For “Dialogue in Color,” The Writer’s Place president, Anne Gatschet, asked Jessica Ayala, Jose Faus, Sheri Purpose Hall, Chell Navarro, Glenn North and Jermaine Thompson to write poems in response to Johnson's collages. Constructed from fragments of painted paper, the pieces inspired a range of responses from the poets.
Gatschet, who contributed a poem of her own, says she was struck by the quiet domestic scenes that Johnson creates.
“They get deeper and deeper as you look," Gatschet says, "and they very respectfully portray intimate moments: The gestures, the way people's bodies are leaning, and the way that a pillow is left on a couch.”
Johnson's pieces include objects synonymous with black culture. For this new exhibition, Johnson says she wanted to stay true to the common themes in her own work while allowing something new to spring from the ideas in each poem.
“Trying to think about how the poems and the visual work operate together was a struggle at first, but I’ve learned to let things happen more organically,” Johnson says.
The finished installation will be revealed on Saturday at a reception and artist’s talk. Each writer who has collaborated with Johnson will be on hand to read their poem.
Sheri "Purpose" Hall wrote a poem reacting to one of Johnson's pieces depicting a room with furniture and sacks of groceries on a table.

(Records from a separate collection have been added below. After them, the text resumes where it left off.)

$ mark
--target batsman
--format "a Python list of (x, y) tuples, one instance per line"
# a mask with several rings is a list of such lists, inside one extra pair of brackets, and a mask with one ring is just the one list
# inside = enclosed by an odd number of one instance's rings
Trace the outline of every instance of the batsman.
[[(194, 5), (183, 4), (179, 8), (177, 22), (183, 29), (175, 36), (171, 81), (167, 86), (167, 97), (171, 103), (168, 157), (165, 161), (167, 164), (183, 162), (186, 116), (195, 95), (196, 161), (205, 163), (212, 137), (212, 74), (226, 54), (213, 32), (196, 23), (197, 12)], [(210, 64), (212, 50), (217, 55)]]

Hall says she was moved by the scene's neatness and simplicity, and wanted to explore themes beneath its surface.
“It made me think about the way our people have traditionally had to hide our culture to keep it,” Hall says. “The average person would not see the history in this; however, for our people, the handed-down couch and art work on the walls is an important piece of the family and carries the respect of the ancestors.”
The layers of meaning within the works were not lost on Gatschet.
“Even though they are talking about a long-term violence that has been done to a people over hundreds of years there is no violence in the works,” Gatschet says. “They are extremely hopeful. I just think that takes a tremendous capacity for a young woman to do that."
Dialogue in Color, 6:30-9:30 p.m. Saturday, January 6 at The Writers Place, 3607 Pennsylvania Avenue, Kansas City, Missouri; 816-753-1090.